Our society loves to generalize certain types of foods as good or bad. For example, when given the choice between chicken and beef, most people automatically assume chicken is the healthier choice because it has less saturated fat and cholesterol.
But it’s not that simple. How were the animals raised? What were they fed? Were they given any drugs? Was the food processed? Where was it processed?
Beef from a grass-fed cow that wasn’t given antibiotics and hormones could be far healthier, especially if the chicken consumed pesticide-infested feed and was shipped to China for processing before being sold to you at your local grocery store.
The same kind of generalization typically applies to yogurt. Many people consider yogurt a healthy snack. After all, yogurt has those probiotics that are so good for us. They often choose the fat-free or light options, assuming those are even healthier.
Well, you know what they say about people who “assume.”
Some yogurt is very healthy. But the vast majority of yogurt you see at the grocery store is bad for you.
That’s because food manufacturers like to take things that are healthy and make them unhealthy by adding artificial sweeteners or high fructose corn syrup. In fat-free yogurts, natural fats are basically replaced by tons of sugar.
For the record, it’s virtually impossible to make a food healthier by adding a substance made by man in a science lab.
The only kind of yogurt that is truly good for you is organic plain Greek yogurt. You get twice as much protein with no artificial ingredients, no added sugar, no hormones and no antibiotics.
Part of the confusion is due to the lack of FDA regulations about what can or cannot be called Greek yogurt. Like everything else, you have to read the label.
The main ingredients in organic Greek yogurt are milk and live active cultures. When you see things like whey concentrates and modified corn starch, put it down and look for a different brand. It’s not Greek yogurt because the food manufacturer skipped the straining process that reduces milk sugar and added artificial ingredients instead.

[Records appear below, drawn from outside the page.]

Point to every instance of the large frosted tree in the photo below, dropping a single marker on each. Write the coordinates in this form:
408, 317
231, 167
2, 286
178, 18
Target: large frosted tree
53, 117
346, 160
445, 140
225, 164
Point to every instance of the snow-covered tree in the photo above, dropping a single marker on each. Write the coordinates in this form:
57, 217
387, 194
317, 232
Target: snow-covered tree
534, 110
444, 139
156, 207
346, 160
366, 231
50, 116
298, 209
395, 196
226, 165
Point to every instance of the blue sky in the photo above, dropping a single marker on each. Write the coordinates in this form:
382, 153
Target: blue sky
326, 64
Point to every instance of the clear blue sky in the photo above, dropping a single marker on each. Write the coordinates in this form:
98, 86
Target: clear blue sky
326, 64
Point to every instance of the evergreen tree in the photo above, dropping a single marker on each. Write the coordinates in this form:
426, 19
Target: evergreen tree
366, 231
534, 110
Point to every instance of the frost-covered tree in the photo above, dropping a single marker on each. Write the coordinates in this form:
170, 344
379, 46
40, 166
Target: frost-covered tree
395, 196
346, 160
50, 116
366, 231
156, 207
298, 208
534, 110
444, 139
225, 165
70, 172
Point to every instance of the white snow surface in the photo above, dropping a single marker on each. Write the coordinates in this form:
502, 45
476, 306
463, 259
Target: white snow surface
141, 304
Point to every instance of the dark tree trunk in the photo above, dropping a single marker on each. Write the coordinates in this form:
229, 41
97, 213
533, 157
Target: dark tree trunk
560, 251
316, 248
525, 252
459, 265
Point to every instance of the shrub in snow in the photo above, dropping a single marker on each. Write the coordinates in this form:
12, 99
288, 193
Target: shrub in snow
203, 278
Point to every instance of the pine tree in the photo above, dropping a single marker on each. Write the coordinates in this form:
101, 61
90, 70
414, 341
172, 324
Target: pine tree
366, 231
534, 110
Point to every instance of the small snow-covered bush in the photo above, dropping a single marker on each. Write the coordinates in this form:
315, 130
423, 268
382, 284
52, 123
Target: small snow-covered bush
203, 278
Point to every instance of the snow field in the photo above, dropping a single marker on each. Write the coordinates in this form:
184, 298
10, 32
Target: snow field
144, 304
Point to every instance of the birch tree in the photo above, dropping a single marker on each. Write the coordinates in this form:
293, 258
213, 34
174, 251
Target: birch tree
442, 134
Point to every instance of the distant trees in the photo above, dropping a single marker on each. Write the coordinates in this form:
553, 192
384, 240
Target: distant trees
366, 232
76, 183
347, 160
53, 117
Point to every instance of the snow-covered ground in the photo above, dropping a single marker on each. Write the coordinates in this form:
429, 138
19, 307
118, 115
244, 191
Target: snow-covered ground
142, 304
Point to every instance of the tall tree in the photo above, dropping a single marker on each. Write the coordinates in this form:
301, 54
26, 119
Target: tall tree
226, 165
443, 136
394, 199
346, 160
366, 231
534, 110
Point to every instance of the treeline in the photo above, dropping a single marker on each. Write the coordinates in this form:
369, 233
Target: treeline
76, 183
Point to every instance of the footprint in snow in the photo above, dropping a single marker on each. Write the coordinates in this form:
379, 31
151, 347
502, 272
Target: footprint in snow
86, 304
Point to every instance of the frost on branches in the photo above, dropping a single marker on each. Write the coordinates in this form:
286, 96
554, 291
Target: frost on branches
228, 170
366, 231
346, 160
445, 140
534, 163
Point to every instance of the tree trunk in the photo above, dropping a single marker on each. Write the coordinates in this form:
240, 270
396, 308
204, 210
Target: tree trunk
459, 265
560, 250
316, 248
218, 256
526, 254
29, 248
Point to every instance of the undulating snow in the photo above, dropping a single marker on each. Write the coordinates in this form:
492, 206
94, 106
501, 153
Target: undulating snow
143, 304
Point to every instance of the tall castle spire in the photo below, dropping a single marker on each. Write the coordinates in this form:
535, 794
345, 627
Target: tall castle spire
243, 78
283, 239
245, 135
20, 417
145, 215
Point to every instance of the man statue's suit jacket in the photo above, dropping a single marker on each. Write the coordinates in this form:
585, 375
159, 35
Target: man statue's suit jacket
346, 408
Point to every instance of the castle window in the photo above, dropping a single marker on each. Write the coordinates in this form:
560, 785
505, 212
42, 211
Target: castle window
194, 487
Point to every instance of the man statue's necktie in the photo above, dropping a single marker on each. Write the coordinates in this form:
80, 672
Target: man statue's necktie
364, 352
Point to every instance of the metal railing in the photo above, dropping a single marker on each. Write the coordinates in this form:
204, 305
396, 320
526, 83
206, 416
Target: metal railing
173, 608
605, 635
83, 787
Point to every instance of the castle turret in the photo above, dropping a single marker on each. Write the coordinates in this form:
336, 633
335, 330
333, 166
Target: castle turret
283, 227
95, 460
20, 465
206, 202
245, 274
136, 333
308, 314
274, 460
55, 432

Flavored and frozen Greek yogurts are typically loaded with sugar, too. If you want to give plain Greek yogurt more flavor, add fresh fruit. If you want it colder, put in the freezer for a little while. And when you read the label, look for sugar’s many aliases that food manufacturers use to hide sugar content.
It’s also a good idea to do some research to ensure that no genetically modified organisms (GMOs) have been added. Because GMO labeling still isn’t required, you’ll have to do that research on your own.
Remember, not all yogurt is healthy. Not all Greek yogurt is healthy. Read the label and make sure your choosing organic plain Greek yogurt. Then you can enjoy a truly healthy snack.